The pandemic spurred innovations in mask design and materials but they must have manufacturing capabilities in order to have an impact on people's health, Shih said. His lab is working with U.S.-based machine companies to design and build the N95-making machines.

"We are essentially using the existing material existing design to prove we can do that in a small machine for localized production," Shih said.

Surgical N95 respirators, a subset of N95s, initially were sought by health care workers to limit exposure to COVID-19, according to the Centers for Disease Control and Prevention. The United States found critical shortages of personal protective equipment, or PPE, including the respirators, in the beginning of the pandemic. The Food and Drug Administration announced last summer that demand in health care settings no longer exceeded demand.

Once the machine is built Shih's lab first will test it to see if it can create N95 masks using the current melt-blown material and design.
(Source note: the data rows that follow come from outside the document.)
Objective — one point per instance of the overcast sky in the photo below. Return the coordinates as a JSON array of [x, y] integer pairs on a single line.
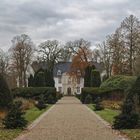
[[62, 19]]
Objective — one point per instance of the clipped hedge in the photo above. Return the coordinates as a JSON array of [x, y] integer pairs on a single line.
[[35, 92], [119, 82], [104, 93]]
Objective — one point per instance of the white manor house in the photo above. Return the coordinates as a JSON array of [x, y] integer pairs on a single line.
[[64, 82]]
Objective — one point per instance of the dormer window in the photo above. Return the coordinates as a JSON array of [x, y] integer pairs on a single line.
[[59, 72]]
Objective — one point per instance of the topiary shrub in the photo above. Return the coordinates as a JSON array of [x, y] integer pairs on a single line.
[[31, 81], [41, 104], [14, 118], [95, 78], [87, 77], [119, 82], [88, 99], [130, 115], [127, 119], [39, 79], [5, 94], [51, 99], [98, 104]]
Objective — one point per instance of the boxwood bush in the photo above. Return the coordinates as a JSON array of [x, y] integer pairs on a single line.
[[35, 92], [119, 82], [104, 93]]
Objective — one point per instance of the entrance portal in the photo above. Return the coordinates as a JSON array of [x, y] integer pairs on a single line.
[[69, 91]]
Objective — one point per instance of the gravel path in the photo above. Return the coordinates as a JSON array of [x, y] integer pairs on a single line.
[[70, 120]]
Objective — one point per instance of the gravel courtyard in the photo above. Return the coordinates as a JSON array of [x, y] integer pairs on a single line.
[[70, 120]]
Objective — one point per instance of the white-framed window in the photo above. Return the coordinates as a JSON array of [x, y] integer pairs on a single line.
[[60, 89], [59, 72], [59, 80], [78, 80], [69, 81], [78, 89]]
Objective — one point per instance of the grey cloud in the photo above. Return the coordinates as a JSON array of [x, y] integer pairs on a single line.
[[62, 19]]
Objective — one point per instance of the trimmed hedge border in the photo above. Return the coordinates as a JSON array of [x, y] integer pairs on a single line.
[[34, 92], [104, 93]]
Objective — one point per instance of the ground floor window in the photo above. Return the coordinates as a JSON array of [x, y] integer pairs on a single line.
[[78, 89], [60, 89]]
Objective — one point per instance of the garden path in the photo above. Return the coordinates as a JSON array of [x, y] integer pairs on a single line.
[[70, 120]]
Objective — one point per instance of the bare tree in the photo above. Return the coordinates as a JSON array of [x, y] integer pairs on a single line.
[[106, 56], [81, 46], [131, 32], [22, 52], [4, 62]]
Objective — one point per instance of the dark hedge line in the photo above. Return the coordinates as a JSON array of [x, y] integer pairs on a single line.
[[35, 92], [104, 93]]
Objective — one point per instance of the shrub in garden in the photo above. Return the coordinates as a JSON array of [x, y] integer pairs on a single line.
[[31, 81], [98, 104], [87, 77], [95, 78], [127, 119], [88, 99], [41, 103], [51, 99], [39, 79], [14, 118], [119, 82], [130, 115], [5, 94], [104, 93]]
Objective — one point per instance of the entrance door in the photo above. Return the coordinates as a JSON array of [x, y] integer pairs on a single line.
[[69, 91]]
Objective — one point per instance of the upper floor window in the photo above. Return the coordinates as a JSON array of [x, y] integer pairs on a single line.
[[78, 80], [78, 72], [59, 80], [69, 81], [59, 72]]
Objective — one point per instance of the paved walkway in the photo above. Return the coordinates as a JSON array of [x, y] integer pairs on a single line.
[[70, 120]]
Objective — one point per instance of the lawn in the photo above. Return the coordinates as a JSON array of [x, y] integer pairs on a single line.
[[30, 115], [109, 114]]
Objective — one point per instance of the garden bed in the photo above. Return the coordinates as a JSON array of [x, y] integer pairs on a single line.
[[30, 115], [109, 114]]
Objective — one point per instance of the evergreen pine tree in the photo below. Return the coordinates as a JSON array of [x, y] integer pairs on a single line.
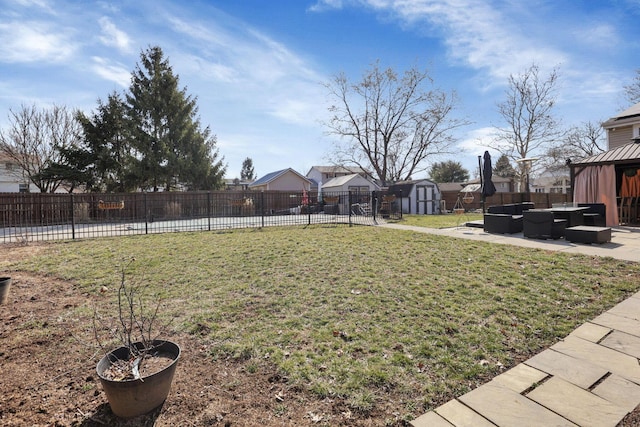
[[247, 173], [171, 149]]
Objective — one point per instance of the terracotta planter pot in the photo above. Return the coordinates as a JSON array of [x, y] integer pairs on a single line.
[[131, 398], [5, 284]]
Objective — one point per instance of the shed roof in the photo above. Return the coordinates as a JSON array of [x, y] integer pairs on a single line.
[[342, 180], [628, 116], [628, 153], [340, 169], [274, 175]]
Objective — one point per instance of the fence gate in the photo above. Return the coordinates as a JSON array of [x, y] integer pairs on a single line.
[[425, 200]]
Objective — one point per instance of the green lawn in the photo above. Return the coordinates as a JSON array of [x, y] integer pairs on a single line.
[[438, 221], [357, 313]]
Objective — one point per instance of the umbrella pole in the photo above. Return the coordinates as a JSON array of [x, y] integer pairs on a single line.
[[483, 199]]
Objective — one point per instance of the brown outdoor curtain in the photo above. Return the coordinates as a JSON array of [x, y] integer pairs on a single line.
[[630, 185], [597, 184]]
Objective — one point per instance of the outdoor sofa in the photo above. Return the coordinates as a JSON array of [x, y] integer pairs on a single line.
[[505, 219], [596, 215], [541, 224]]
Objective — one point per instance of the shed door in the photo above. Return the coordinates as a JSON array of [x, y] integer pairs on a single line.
[[425, 199]]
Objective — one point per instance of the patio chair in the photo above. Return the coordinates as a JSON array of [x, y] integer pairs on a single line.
[[542, 225], [596, 215]]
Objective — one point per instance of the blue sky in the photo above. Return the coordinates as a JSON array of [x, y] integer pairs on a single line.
[[257, 66]]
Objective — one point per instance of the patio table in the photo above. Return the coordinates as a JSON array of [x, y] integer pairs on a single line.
[[573, 214]]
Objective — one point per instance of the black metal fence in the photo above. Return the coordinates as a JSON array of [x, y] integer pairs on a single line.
[[37, 216]]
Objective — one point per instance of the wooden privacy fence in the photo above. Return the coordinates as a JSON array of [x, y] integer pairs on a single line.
[[540, 200]]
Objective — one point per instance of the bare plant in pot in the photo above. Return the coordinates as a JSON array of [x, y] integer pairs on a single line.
[[136, 376]]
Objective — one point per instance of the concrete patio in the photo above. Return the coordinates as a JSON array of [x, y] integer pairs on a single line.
[[591, 378]]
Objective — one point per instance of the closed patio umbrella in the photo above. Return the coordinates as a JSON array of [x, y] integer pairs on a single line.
[[488, 188]]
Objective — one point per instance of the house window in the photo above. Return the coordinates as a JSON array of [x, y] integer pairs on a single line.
[[357, 189]]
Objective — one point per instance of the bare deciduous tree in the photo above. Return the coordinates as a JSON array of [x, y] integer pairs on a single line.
[[579, 142], [34, 140], [632, 90], [531, 127], [390, 124]]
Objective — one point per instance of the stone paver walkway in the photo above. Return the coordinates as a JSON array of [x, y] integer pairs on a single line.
[[591, 378]]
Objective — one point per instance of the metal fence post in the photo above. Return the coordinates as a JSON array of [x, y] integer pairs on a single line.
[[209, 210], [374, 202], [308, 209], [73, 219], [146, 214], [262, 205], [349, 207]]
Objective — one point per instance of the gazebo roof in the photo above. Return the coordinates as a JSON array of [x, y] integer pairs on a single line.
[[628, 153]]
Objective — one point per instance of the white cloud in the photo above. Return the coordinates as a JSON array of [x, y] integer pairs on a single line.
[[478, 35], [323, 5], [477, 139], [116, 73], [112, 36], [251, 68], [34, 42]]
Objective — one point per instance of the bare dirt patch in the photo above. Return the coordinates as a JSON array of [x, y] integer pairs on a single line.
[[48, 377]]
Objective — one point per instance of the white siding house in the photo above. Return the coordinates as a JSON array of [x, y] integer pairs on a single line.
[[421, 197], [282, 180], [12, 179]]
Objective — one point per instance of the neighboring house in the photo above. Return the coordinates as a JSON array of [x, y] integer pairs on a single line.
[[420, 197], [322, 174], [12, 179], [359, 187], [353, 183], [551, 184], [503, 185], [236, 184], [623, 128], [604, 177], [282, 180], [450, 186]]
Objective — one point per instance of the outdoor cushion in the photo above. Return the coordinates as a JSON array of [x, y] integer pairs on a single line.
[[596, 215], [502, 223], [540, 224]]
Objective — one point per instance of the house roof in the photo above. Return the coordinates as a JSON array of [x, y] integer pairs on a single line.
[[274, 175], [629, 116], [340, 169], [342, 180], [628, 153], [406, 186], [471, 188], [450, 186]]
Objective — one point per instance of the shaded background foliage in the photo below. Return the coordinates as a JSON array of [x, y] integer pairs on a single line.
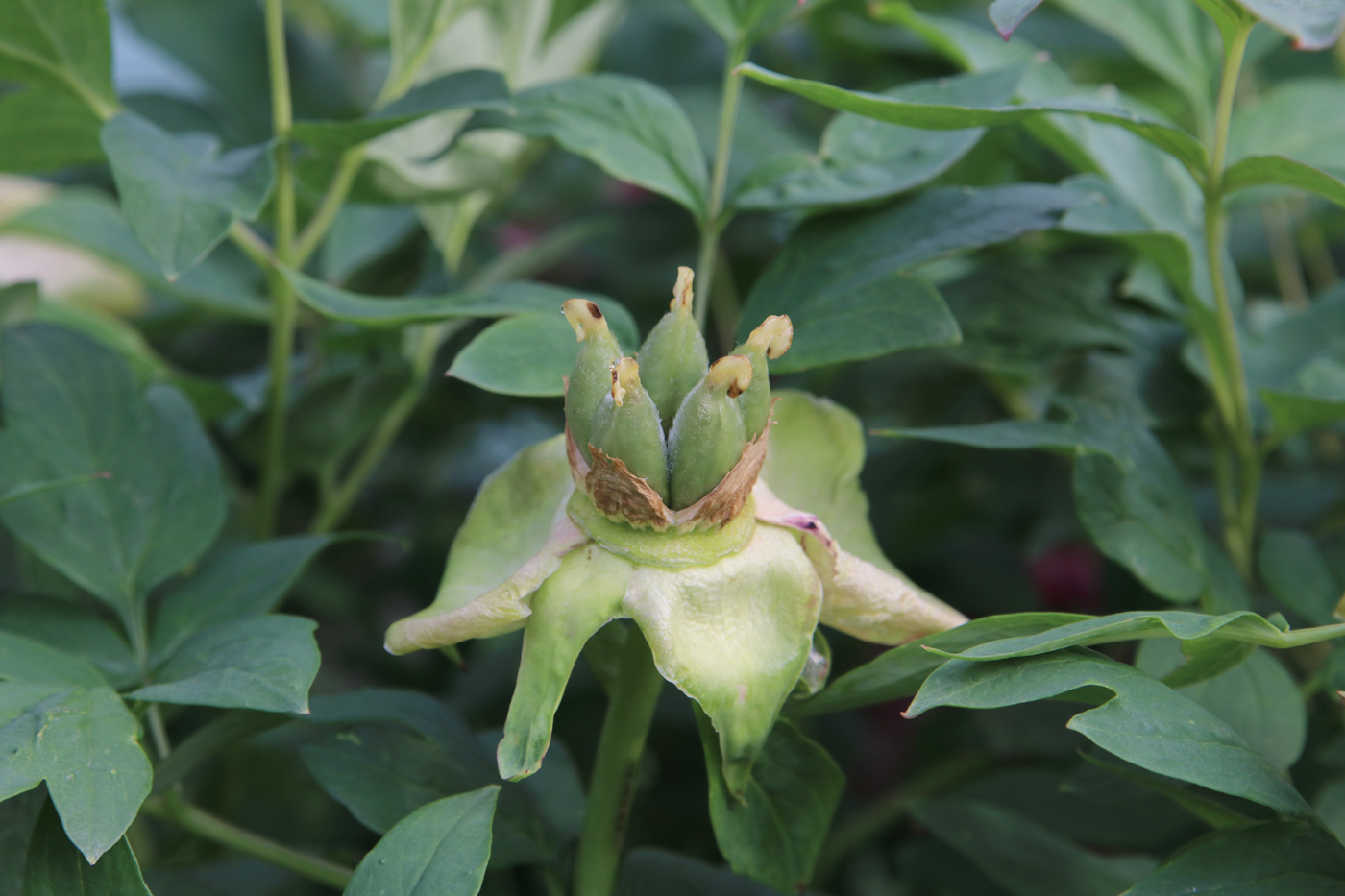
[[1045, 315]]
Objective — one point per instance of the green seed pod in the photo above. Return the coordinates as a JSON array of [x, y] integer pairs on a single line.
[[672, 358], [769, 341], [627, 426], [591, 376], [708, 433]]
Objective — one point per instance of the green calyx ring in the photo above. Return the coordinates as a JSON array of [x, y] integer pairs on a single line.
[[669, 549]]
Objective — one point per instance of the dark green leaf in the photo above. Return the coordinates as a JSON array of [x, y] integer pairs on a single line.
[[1313, 24], [470, 89], [179, 194], [901, 670], [265, 662], [89, 220], [440, 849], [863, 159], [1145, 722], [1147, 623], [951, 117], [1298, 576], [627, 127], [83, 742], [56, 866], [44, 130], [775, 832], [1282, 171], [234, 583], [840, 278], [527, 354], [62, 42], [654, 872], [33, 662], [1018, 855], [1275, 859], [71, 406]]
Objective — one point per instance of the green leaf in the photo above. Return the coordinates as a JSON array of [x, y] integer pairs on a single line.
[[840, 278], [773, 832], [1258, 698], [441, 848], [468, 89], [232, 583], [33, 662], [743, 20], [1127, 490], [500, 301], [265, 662], [63, 42], [89, 220], [901, 670], [863, 159], [1297, 573], [71, 406], [528, 354], [1017, 853], [83, 742], [1173, 39], [1177, 143], [1145, 722], [1282, 171], [1146, 623], [383, 774], [627, 127], [56, 866], [76, 630], [46, 130], [1274, 859], [1313, 24], [1006, 15], [179, 194], [654, 872]]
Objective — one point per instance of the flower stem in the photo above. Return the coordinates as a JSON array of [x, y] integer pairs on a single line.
[[1228, 366], [615, 768], [172, 808], [713, 224], [284, 309]]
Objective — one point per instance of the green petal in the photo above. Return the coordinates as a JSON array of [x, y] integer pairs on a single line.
[[513, 539], [813, 462], [584, 594], [733, 635], [858, 597]]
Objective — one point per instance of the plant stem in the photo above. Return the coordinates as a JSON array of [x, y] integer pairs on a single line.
[[713, 224], [1228, 365], [322, 221], [284, 311], [615, 768], [202, 824]]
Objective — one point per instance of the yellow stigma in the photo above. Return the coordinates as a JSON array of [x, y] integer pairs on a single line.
[[773, 336], [732, 373], [682, 295], [625, 375], [584, 315]]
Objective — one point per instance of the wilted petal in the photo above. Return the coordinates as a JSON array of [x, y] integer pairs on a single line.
[[733, 635], [858, 597], [513, 539], [584, 594]]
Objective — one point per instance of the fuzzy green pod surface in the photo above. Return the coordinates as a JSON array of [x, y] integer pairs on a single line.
[[627, 426], [770, 339], [708, 433], [672, 358], [591, 376]]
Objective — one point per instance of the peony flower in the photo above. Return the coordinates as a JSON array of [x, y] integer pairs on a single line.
[[705, 550]]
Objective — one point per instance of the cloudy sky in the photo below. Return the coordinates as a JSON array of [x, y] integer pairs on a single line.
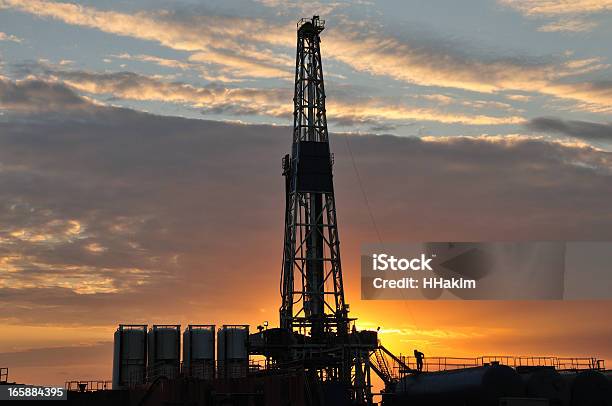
[[140, 177]]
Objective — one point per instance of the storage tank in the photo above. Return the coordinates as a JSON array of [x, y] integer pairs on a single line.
[[590, 388], [199, 351], [130, 355], [164, 351], [546, 383], [232, 352], [480, 386]]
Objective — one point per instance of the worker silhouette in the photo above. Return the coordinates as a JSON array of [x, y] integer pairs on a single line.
[[419, 358]]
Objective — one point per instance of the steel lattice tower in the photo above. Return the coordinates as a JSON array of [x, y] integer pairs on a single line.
[[312, 291]]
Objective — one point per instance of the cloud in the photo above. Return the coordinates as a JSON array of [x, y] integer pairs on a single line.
[[225, 42], [570, 12], [228, 47], [165, 62], [348, 109], [104, 213], [568, 25], [8, 37], [38, 96], [580, 129], [558, 7]]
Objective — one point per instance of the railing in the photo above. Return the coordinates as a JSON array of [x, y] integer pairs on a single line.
[[87, 386], [433, 364]]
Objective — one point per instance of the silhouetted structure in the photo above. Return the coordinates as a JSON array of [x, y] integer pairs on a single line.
[[419, 359]]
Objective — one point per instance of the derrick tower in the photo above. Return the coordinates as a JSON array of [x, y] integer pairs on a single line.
[[312, 291]]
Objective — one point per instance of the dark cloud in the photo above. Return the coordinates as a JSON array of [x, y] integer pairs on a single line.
[[55, 356], [580, 129], [116, 215]]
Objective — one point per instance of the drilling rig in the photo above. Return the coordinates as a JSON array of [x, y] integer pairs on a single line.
[[316, 333]]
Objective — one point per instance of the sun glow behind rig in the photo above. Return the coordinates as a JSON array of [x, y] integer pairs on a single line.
[[316, 356]]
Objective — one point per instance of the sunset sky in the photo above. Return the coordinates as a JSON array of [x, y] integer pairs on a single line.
[[140, 163]]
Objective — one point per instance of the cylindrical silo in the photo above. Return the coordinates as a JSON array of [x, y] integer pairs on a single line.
[[164, 351], [199, 351], [130, 355], [546, 383], [481, 386], [232, 351]]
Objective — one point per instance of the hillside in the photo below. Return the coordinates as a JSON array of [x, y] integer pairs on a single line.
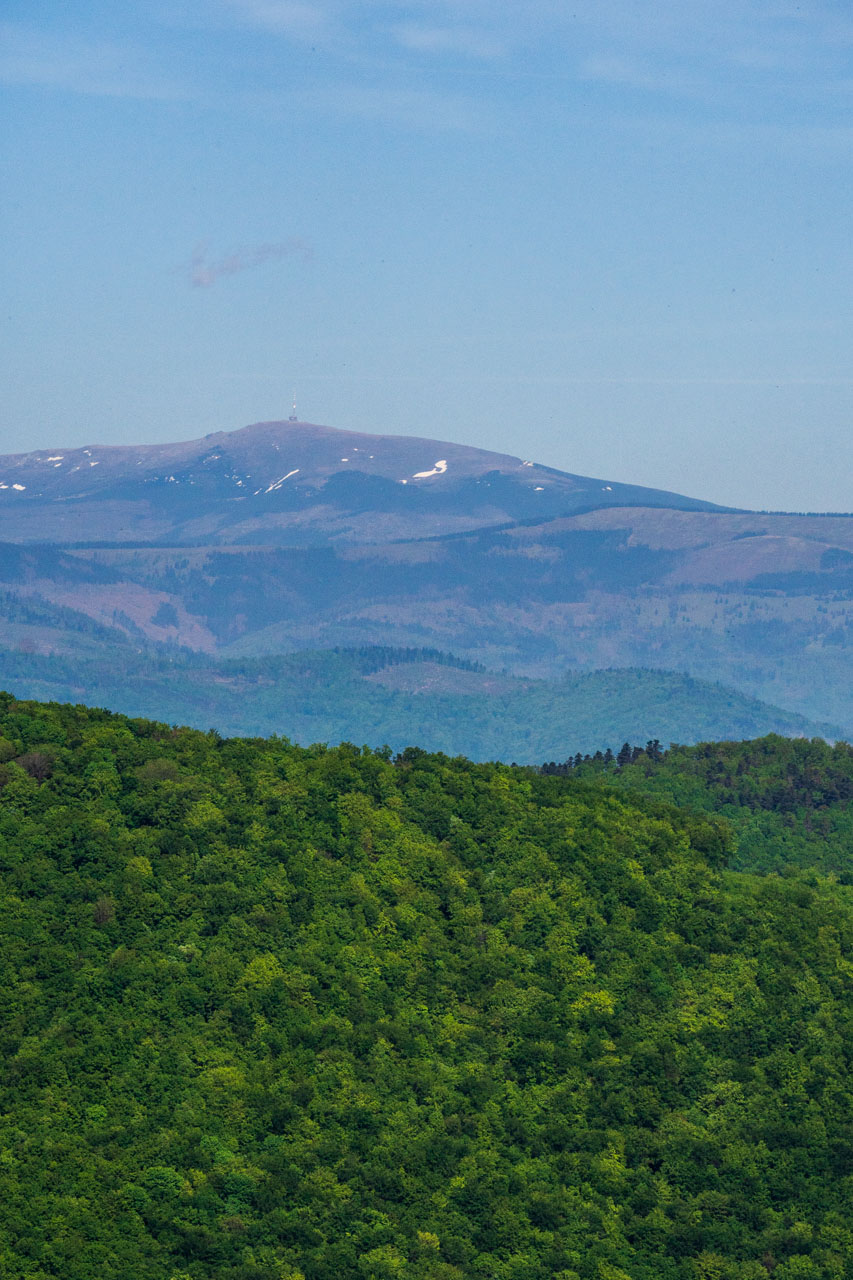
[[272, 1013], [214, 547], [788, 800], [401, 696], [290, 483]]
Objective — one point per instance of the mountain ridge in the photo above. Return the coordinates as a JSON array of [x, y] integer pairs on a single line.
[[286, 480]]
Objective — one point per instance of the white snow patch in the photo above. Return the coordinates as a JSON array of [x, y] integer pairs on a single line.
[[277, 484], [438, 470]]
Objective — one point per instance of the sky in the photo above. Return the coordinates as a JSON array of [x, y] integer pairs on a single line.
[[611, 237]]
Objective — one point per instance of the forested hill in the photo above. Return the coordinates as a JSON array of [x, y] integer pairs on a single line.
[[273, 1013], [788, 799]]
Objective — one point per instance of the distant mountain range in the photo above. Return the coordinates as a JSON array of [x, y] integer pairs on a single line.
[[288, 483], [287, 536]]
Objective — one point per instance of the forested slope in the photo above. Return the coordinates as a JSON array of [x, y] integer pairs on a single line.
[[270, 1011], [789, 800]]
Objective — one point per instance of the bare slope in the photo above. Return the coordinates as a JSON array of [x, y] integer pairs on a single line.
[[287, 483]]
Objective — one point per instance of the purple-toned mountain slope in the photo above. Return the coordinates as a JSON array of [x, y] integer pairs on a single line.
[[290, 483]]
They can then begin experimenting with new mask designs and materials that may allow for better filtration, comfort and sealing around the face, Shih said.

The machines could be "a platform for innovations" in new materials and designs of N95 masks, particularly for health care workers, Shih said.

"Phase two is where the innovations of the new materials and the new designs will come together to be competitive," he said.

Changing the filtration in N95 masks is expensive with the large machines currently used, Shih said. It is still unclear how much it will cost to make N95 masks with the new machine but the goal is to be cost-competitive, Shih said.

The project could be a pre-emptive safety measure in the event of future pandemics involving airborne viruses when N95 masks likely will be needed, Love said.

"Just having a single producer alone within the U.S. that was making appropriate mask materials would go a long ways towards basically minimizing the amplification problems that might come from disruptions in the supply chain," Love said.

The project received $3 million in funding from the American Rescue Plan Act, and two Florida-based manufacturers are working on building the machines. Hills Inc. is constructing the melt-blown machine while DemeTECH corporation is building the N95 assembly machine. The assembly machine will integrate Hill's melt-blown machine by this summer and Shih expects to transfer and set up the N95 production system in Michigan by the end of 2023.